母の介護について後悔ばかりしている。寝たっきりにならないように、母に厳しい要求をしたこと。疲れてゆとりを失い、優しく話しかけられなかったこと。思い出すと辛くなる。
本当はどうだったのか、昨夜はブログの母に関する部分を1年前から一気に読み返した。それで分かったのは、少なくとも寝たっきりになってからの10日間は、母には優しく接していたことだった。

「本当にありがとう。苦労ばっかりかけてごめんね。」
意識が混濁する前、母は何度も感謝の言葉を残していた。記述を読みながら、堅く凍り付いていた心が溶けて行くのを感じた。写真に撮っておいたデスマスクも優しい微笑みをたたえていて、最後は安らかだったと確信が持てた。

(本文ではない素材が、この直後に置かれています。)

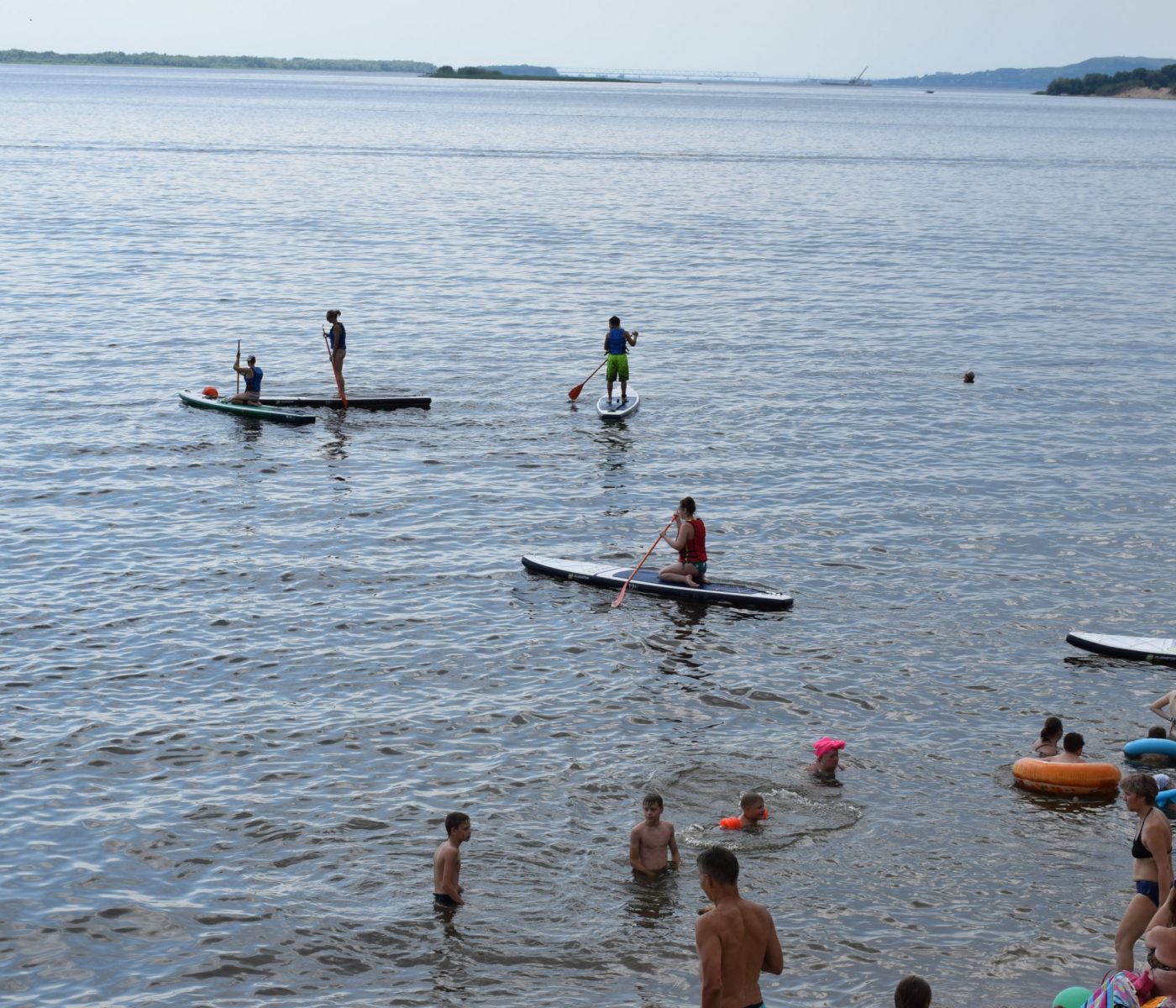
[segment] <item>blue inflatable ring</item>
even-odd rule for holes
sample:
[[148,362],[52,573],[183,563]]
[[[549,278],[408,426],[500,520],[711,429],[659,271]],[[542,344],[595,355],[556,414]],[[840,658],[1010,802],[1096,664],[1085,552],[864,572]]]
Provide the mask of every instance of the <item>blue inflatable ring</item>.
[[1131,759],[1156,755],[1176,760],[1176,742],[1171,739],[1136,739],[1123,747],[1123,755]]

今、介護をしている人に、互いの会話を正確に記録しておくことを薦める。
私のように多くの死別者は、ともすると悪い記憶だけが頭を占め、根拠のない罪悪感に苦しむ。その時、交わした記録が助けてくれる。写真や動画も有効だ。殊に安らかなデスマスクは撮っておくべきだ。真実を知ることにより悲歎を長引かせず、早く回復期に移行できる。

朝、仏壇に飾ってあったショロゴザと供物を片付けた。ショロゴザとは精霊ゴザの訛ったもので、東京ではマコモゴザと呼んでいる。郷里では送り火の後、供物をゴザで包みマコモの縄でしっかりと包み海に流した。

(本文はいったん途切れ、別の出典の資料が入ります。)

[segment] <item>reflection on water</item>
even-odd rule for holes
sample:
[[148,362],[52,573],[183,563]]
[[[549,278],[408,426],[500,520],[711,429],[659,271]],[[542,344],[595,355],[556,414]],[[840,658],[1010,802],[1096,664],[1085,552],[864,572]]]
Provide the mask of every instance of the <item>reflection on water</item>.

片付けた後、香典を送ってくれた郷里大堂津のOさんに電話をした。彼女は私が4,5歳の頃、お隣にお嫁に来た。大変に可愛がってくれ、私の好物を今も覚えていて送ってくれる。

気持ちの整理ができた秋ころに大堂津を訪ねる、と彼女に伝えた。
「いつでも帰って来なれんか。一人暮らしやから、何日でも好きなだけ泊まってくだい。」
同じ宮崎県でも日南地方の言葉は東国原知事の話す宮崎弁とは別物だ。伸びやかで優しい日南訛りが懐かしく、受け入れてくれる郷里があると思うと気持ちが安らいだ。